Welfare

I banchi alimentari,beconomia da Nobel

L'economista Luigi Campiglio lancia un'idea...

di Redazione

Rimettono in circolo le eccedenze, riducono gli sprechi, ridanno senso e dignità al lavoro. Contro il feticcio degli sprechi. Altro che beneficenza, le collette rappresentano un’innovazione tutta da premiare N on c’è solo la componente solidaristica. C’è la lotta allo spreco. La nuova valorizzazione del lavoro, che ritrova significato e dignità. L’impegno per la creazione di circuiti alternativi. È denso il dna del Banco Alimentare, per il cui sistema Luigi Campiglio , professore di Politica economica alla Cattolica di Milano, lancia una proposta: diamogli il Nobel. «Perché no? Se questo è un premio per l’innovazione, non vi sono dubbi che questa sia una grande novità sociale. Riguarda milioni di persone. Solo in Italia un milione e mezzo di assistiti. Più di così? Non solo: funziona ed è stabile nel tempo. Davvero non riesco a vedere obiezioni».
Vita: Viviamo in una fase molto critica, anche per i prezzi degli alimenti.
Luigi Campiglio: Per questo servono istituzioni nuove, capaci di annullare o almeno contenere la volatilità che han raggiunto i mercati agricoli. Che in questa fase hanno assunto le stesse caratteristiche di quelli delle attività finanziarie. Con rialzi e ribassi, speculazioni, talvolta manipolazioni. È già un problema sui mercati finanziari. Ma quando tocca gli alimentari ha un impatto particolarmente grave.
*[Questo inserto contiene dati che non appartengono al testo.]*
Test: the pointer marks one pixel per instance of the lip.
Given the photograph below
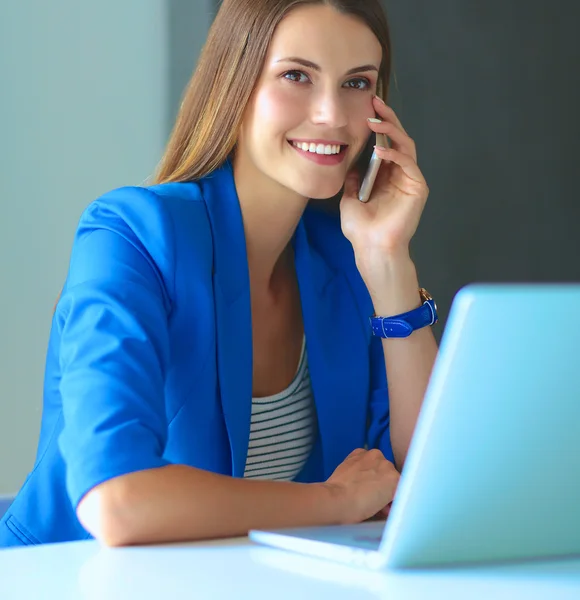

Quello alimentare è un mercato che dovrebbe avere un certo grado di stabilità. Anzitutto per consentire di impostare una produzione agricola equilibrata e non soggetta a violente oscillazioni. Nella primavera di quest’anno, abbiamo visto una fluttuazione violentissima: nella fase ascendente qualcuno guadagnava ma molti perdevano. Adesso nel crollo la situazione non migliora. È come se si maneggiasse della dinamite quando si parla di finanziarizzare anche il mercato alimentare.
Vita: Ogni punto percentuale in più in Borsa escludeva milioni di persone nel mondo?
Campiglio: Per questo dico che dovremmo premiare quelle realtà che lavorano sui circuiti alternativi. Come è avvenuto per Yunus a proposito del microcredito. Ha avuto il Nobel per la pace. Io glielo avrei dato per l’economia.
Vita: E ci furono polemiche per questo.
Campiglio: Lo dico dal punto di vista della motivazione originaria del Nobel. Va dato a chi contribuisce a migliorare il tenore di vita dell’umanità. Premiare quelle idee senza le quali staremmo un pochino tutti quanti peggio. Accanto al microcredito, che ha consentito a una frazione dell’umanità di stare un po’ meglio, colloco il commercio equo e solidale, che è il tentativo di stabilizzare i mercati e portare un elemento di continuità e stabilità in una volatilità diventata così drammaticamente elevata, e i banchi alimentari nel mondo e in Italia in particolare. Questi ultimi rappresentano un’esperienza straordinariamente diffusa e di grande efficacia, sia nel risultato in sé sia nel razionalizzare un cammino di marcia dell’economia più equilibrato e attento alle eccedenze, quando non agli sprechi. In Europa si è vista una crescita dei banchi che ricollocano sul mercato non solo le eccedenze agricole comunitarie, ma anche quelle delle imprese alimentari. L’impatto della crisi economica è stato così repentino che con molta probabilità in giro per il mondo gli stock delle industrie agroalimentari sono aumentati.
Vita: Quindi?
Campiglio: Ci troviamo di fronte a una enorme contraddizione. Da un lato le mense per le persone in difficoltà si riempiono; dall’altro si registra un aumento eccessivo degli stock. Il Banco Alimentare è, da questo punto di vista, una iniziativa straordinariamente innovativa che va valorizzata e conosciuta.
Vita: Ridurre lo spreco vuol dire anche valorizzare il lavoro.
Campiglio: Lo spreco è la cifra di comportamento più diffusa. Non abbiamo dati per l’Italia ma c’è una ricerca fatta in Gran Bretagna secondo cui un terzo dei prodotti va sprecato mentre un quarto di questo terzo potrebbe essere riutilizzato. Restituire dignità al lavoro e non semplicemente al feticcio delle merci, mi passi l’espressione, è un passaggio centrale per immaginare sentieri diversi di comportamento.